The goal should always be to give players the best possible experience in a safe environment. This is our collective responsibility – operators, suppliers, regulators and marketeers need to align on transparent and ethical use of AI. That is how we ensure it serves everyone equally, not unfairly.
AK: Fraud will always be a major issue, and AI will not eliminate it. In fact, it will likely make it worse. The only way to manage this is by training people to use AI properly. Better yet, require them to use it. In more aggressive words: any engineer unwilling to adopt it should leave the organisation.
That sounds controversial, but what we need to appreciate this new pace. This is not a technology that leaves much room for reaction after the fact. Market readiness in our industry is low, mainly due to limited talent density, so the sooner we start, the better.
Q5. Looking forward, how might partnerships between slot studios and tech providers evolve to unlock the full potential of AI personalisation?

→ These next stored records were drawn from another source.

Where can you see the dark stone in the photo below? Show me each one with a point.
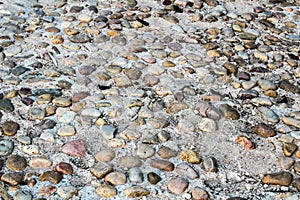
(17, 71)
(287, 86)
(153, 178)
(6, 105)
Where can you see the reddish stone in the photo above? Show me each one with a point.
(64, 168)
(47, 190)
(75, 148)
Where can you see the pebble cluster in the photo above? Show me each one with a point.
(171, 99)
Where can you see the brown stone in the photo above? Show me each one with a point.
(16, 162)
(13, 178)
(177, 185)
(199, 194)
(47, 190)
(279, 178)
(10, 128)
(115, 178)
(245, 142)
(190, 156)
(166, 152)
(162, 165)
(289, 149)
(51, 176)
(64, 168)
(264, 130)
(75, 148)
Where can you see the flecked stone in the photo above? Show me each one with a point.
(177, 185)
(108, 131)
(190, 156)
(166, 152)
(12, 50)
(47, 190)
(115, 178)
(185, 170)
(278, 178)
(122, 81)
(6, 105)
(287, 86)
(91, 112)
(186, 126)
(209, 164)
(66, 192)
(52, 176)
(116, 143)
(286, 162)
(296, 183)
(106, 191)
(176, 107)
(162, 165)
(136, 192)
(62, 101)
(207, 125)
(6, 147)
(13, 178)
(291, 122)
(289, 149)
(245, 142)
(40, 163)
(31, 149)
(66, 117)
(16, 163)
(135, 175)
(199, 194)
(37, 114)
(74, 148)
(66, 130)
(264, 130)
(84, 18)
(22, 195)
(44, 99)
(153, 178)
(268, 115)
(297, 167)
(144, 151)
(79, 38)
(100, 170)
(106, 155)
(10, 128)
(130, 161)
(64, 168)
(266, 85)
(228, 112)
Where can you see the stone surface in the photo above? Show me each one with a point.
(185, 170)
(153, 178)
(64, 168)
(66, 192)
(51, 176)
(264, 130)
(100, 170)
(10, 128)
(279, 178)
(136, 192)
(74, 148)
(115, 178)
(190, 156)
(177, 185)
(16, 163)
(199, 194)
(106, 191)
(162, 165)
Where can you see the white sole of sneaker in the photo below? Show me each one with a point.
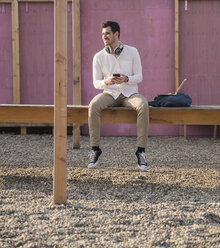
(143, 168)
(90, 166)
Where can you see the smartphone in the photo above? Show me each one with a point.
(116, 74)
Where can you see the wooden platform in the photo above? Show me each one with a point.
(194, 115)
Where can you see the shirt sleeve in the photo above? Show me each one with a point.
(137, 75)
(98, 80)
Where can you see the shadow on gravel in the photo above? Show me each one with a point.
(134, 187)
(28, 183)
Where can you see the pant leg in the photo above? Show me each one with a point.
(140, 104)
(98, 103)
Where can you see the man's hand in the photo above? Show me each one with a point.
(115, 80)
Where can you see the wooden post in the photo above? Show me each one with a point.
(77, 99)
(15, 52)
(176, 44)
(60, 100)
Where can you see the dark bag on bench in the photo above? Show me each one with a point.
(177, 100)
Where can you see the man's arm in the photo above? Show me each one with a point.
(137, 76)
(98, 80)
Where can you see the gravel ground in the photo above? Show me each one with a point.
(176, 203)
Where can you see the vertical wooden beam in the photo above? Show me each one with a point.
(77, 98)
(60, 100)
(176, 44)
(215, 131)
(15, 52)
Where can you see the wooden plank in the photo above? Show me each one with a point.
(176, 44)
(60, 100)
(195, 115)
(15, 52)
(77, 95)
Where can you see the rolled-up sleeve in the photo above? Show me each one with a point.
(137, 75)
(98, 80)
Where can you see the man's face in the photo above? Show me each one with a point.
(108, 37)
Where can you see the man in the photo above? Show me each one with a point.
(117, 70)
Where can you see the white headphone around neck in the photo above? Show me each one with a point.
(116, 51)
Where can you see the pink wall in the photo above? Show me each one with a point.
(145, 24)
(200, 54)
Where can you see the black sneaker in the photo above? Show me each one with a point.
(93, 158)
(142, 162)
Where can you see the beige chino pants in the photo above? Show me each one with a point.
(104, 100)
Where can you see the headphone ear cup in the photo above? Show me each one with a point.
(119, 49)
(108, 49)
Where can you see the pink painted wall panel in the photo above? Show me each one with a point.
(37, 53)
(145, 24)
(200, 55)
(200, 50)
(6, 78)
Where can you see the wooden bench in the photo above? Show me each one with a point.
(194, 115)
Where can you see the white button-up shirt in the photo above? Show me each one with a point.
(127, 63)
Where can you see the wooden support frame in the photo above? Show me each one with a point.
(60, 100)
(15, 52)
(77, 98)
(176, 43)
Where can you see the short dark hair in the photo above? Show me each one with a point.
(113, 25)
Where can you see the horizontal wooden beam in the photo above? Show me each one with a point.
(195, 115)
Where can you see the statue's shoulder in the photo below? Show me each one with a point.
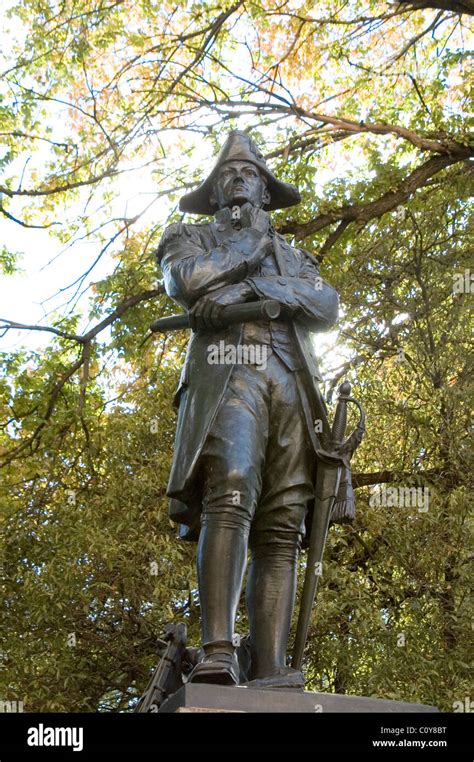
(180, 230)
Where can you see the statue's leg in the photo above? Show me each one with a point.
(278, 526)
(271, 588)
(230, 468)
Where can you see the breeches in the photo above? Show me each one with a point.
(257, 463)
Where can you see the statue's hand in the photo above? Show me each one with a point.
(207, 312)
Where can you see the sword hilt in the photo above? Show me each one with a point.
(340, 416)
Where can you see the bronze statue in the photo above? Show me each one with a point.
(252, 433)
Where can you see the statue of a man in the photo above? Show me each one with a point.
(244, 465)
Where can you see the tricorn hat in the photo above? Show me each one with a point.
(240, 147)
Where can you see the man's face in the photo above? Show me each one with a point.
(237, 183)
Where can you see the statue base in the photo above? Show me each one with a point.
(199, 697)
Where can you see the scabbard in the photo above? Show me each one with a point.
(327, 485)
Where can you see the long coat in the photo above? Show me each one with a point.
(195, 260)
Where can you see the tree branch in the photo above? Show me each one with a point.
(362, 213)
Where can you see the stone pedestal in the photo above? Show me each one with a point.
(196, 697)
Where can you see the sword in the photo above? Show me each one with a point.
(330, 462)
(233, 313)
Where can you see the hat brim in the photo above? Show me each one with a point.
(282, 194)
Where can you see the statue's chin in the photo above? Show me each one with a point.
(239, 200)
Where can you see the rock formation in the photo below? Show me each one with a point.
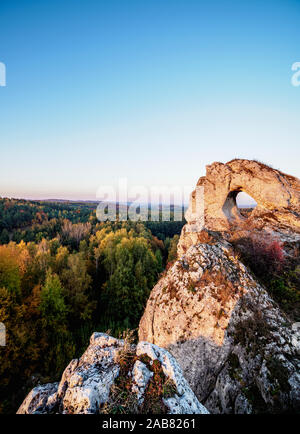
(213, 202)
(109, 366)
(237, 349)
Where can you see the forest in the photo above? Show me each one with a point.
(64, 275)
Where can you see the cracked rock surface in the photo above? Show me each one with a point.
(86, 383)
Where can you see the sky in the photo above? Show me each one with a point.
(149, 90)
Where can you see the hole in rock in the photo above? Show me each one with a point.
(238, 205)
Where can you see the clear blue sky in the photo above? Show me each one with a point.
(151, 90)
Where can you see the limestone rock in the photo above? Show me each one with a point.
(277, 196)
(86, 384)
(236, 348)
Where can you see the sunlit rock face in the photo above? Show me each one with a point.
(86, 384)
(277, 196)
(238, 351)
(236, 348)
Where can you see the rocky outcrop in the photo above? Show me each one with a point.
(93, 384)
(213, 202)
(236, 348)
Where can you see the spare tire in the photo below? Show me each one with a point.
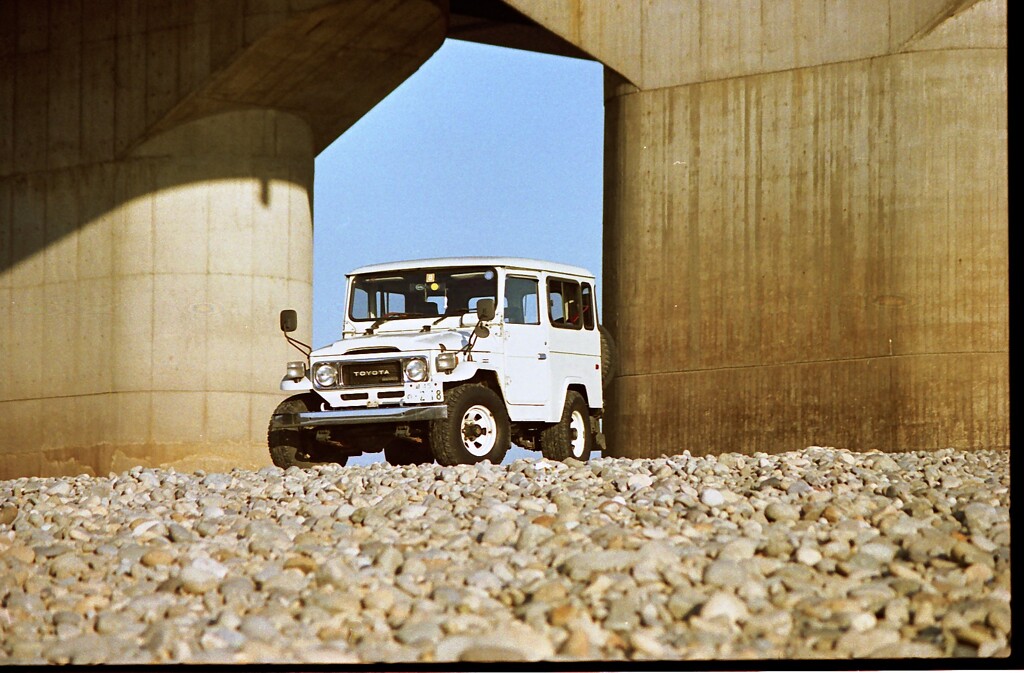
(608, 356)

TS: There are many stages to producing a slot, and I believe some specialists will concentrate on one aspect of it, such as mathematics and mechanics, to potentially deliver very specific tools to the industry. We will see an ecosystem of tech providers offering different elements of the wider process, creating more specialised and efficient solutions for everyone involved.
BH: Through data. This is considered the most valuable asset in the world right now, even with BTC and gold reaching new heights; data has an indefinite value.
The challenge is that many limitations exist around what data is collected, shared and processed. Some are due to cost restraints, others due to privacy laws, technical barriers, or simply the lack of structured collection. For AI personalisation to reach its full potential, slot studios and tech providers need to collaborate more openly around data, and responsibly, of course.
If studios shared more relevant behavioural data with platforms and third-party tools, even basic AI models could deliver far more accurate personalisation. In return, tech providers can share aggregated demographic and performance insights that do not compromise player privacy. This kind of two-way data collaboration removes the guesswork behind why some games thrive while others fade.
Trends like Starburst’s longevity, the rise of Megaways, or the popularity of high-volatility slots and bold themes set by Nolimit City, all tell us that player preferences evolve. Rather than chasing what the masses might like next, the focus should be on using data – enhanced by AI – to understand individual preferences and deliver experiences that treat players as people, not just numbers in a spreadsheet.
AK: The obvious one here is vibe coding. This will likely happen within the next six to 24 months. Studios will start offering platforms that support on-demand reskinning, and possibly even full slot creation, from natural language prompts.
I’ve seen a few early concepts, and while they’re still rough at the moment, the pace of GenAI’s progress makes the timeline above feel realistic. I strongly believe this will spark new operating models. It inevitably has to.
OM: Partnerships between slot studios and tech providers should focus on shared innovation and responsible growth.
For operators, the supplier’s goal should be delivering AI-ready games and promotional tools that integrate seamlessly into their ecosystems, offering both adaptability and compliance.
We have seen the first test products on the market, but it is still not widespread yet. With tech providers, a selective approach should be taken, adopting AI infrastructure that amplifies creativity and regulatory precision.
And with regulators, open collaboration should be established to ensure that AI-driven innovations remain transparent, fair and always aligned with player protection – unlocking the full, ethical potential of personalisation in iGaming.